Sur les délais de paiement et la suspension des effets de la clause résolutoire
En application de l’article 24 V de la loi du 06 juillet 1989, le juge peut, à la demande du locataire, du bailleur ou d’office, à la condition que le locataire soit en situation de régler sa dette locative et qu’il ait repris le versement intégral du loyer courant avant la date de l’audience, accorder des délais de paiement dans la limite de trois années, au locataire en situation de régler sa dette locative.

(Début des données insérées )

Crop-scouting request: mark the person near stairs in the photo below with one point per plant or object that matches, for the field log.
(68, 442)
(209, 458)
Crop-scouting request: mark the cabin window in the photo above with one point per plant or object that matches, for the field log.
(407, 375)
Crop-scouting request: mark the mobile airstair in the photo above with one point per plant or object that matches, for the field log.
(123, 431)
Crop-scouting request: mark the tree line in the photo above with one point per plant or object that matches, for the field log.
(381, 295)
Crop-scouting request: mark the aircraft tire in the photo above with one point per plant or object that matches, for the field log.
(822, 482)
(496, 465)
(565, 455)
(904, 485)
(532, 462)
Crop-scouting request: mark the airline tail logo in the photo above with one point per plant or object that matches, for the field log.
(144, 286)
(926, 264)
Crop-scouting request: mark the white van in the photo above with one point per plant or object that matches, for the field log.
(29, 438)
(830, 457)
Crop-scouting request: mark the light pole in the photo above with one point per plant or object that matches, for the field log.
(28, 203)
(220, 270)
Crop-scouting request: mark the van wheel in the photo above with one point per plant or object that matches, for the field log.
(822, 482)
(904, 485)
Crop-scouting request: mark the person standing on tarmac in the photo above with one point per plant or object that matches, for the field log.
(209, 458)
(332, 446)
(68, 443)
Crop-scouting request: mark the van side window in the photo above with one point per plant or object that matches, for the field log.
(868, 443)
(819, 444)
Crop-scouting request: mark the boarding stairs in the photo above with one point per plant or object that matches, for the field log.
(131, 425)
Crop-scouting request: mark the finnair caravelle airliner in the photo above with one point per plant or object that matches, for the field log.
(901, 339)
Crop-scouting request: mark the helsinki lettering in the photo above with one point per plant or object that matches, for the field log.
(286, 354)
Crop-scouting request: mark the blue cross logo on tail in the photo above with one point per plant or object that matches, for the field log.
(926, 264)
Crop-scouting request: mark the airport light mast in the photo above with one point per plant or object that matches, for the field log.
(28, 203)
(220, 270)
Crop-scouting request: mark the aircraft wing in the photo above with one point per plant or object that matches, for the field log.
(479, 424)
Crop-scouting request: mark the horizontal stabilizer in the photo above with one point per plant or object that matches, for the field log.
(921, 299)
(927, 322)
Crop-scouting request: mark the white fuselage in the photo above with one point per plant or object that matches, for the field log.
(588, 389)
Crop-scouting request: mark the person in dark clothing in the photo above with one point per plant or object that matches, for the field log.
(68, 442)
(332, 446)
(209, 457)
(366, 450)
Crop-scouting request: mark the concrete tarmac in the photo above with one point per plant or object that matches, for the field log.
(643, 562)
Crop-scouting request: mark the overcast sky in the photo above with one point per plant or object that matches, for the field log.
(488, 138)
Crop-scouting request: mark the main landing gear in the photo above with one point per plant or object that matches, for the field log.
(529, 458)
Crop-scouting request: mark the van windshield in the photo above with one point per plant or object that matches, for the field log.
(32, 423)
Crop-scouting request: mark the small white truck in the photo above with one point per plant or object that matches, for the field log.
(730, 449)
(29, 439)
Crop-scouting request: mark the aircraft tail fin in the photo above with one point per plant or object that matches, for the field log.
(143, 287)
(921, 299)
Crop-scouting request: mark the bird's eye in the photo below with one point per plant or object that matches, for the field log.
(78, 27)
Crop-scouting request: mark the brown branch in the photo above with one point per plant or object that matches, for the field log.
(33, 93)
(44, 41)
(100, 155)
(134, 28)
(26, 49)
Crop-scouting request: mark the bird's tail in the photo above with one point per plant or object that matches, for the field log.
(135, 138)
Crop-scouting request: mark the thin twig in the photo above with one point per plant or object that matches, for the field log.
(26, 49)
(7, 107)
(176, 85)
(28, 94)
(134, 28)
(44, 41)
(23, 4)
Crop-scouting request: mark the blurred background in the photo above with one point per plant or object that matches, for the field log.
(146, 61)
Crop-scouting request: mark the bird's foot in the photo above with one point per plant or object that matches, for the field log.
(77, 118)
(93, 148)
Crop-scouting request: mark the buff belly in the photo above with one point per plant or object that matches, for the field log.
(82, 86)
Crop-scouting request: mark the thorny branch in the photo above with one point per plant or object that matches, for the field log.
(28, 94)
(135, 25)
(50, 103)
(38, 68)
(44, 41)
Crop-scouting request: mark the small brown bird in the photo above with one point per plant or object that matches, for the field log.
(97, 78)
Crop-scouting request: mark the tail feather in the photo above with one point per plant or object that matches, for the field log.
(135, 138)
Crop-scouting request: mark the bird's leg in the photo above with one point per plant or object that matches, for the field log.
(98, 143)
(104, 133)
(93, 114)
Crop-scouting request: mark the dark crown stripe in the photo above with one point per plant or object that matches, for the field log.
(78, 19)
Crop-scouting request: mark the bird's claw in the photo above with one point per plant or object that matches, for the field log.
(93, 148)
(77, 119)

En l’espèce, Madame [Z] [J] sollicite des délais de paiement suspensifs des effets de la clause résolutoire en expliquant avoir retrouvé une situation financière stable grâce à son embauche en contrat à durée indéterminée et être en capacité de s’acquitter de l’intégralité de sa dette locative grâce à la perception d’un héritage. Toutefois, il sera d’une part relevé que Madame [Z] ne produit aucun justificatif à l’appui de ses déclarations, d’autre part, il ne ressort pas du décompte actualisé au 2 mars 2026 que Madame [Z] [J] serait en capacité de s’acquitter de son loyer ni d’apurer sa dette locative. En effet, elle n’a procédé aucun versement pour son loyer depuis le mois de juillet 2025 en dépit de son embauche en contrat à durée indéterminée.
Ainsi, il se déduit de ces divers éléments que Madame [Z] [J] n’est ni en situation de régler sa dette locative ni en capacité de régler le loyer courant. Dans ces conditions, ses demandes de délais de paiement et de suspension des effets de la clause résolutoire seront rejetées.
En conséquence, il y a lieu de constater la résiliation du bail à compter du 2 décembre 2025 et d’ordonner l’expulsion de Madame [Z] [J] et de tous occupants de son chef des lieux loués selon les modalités prévues au dispositif.
Cependant, l’article 1343-5 du Code civil permet au juge d’octroyer des délais de paiement qui ne sont pas suspensifs des effets de la clause résolutoire dans un délai de deux ans. Compte tenu de la situation financière précédemment énoncée de la débitrice, il conviendra de lui accorder des délais de paiement sur une durée de vingt-quatre mois selon les modalités précisées au dispositif, étant rappelé que le non-paiement d’une de ces mensualités rendrait de nouveau l’intégralité de sa dette exigible.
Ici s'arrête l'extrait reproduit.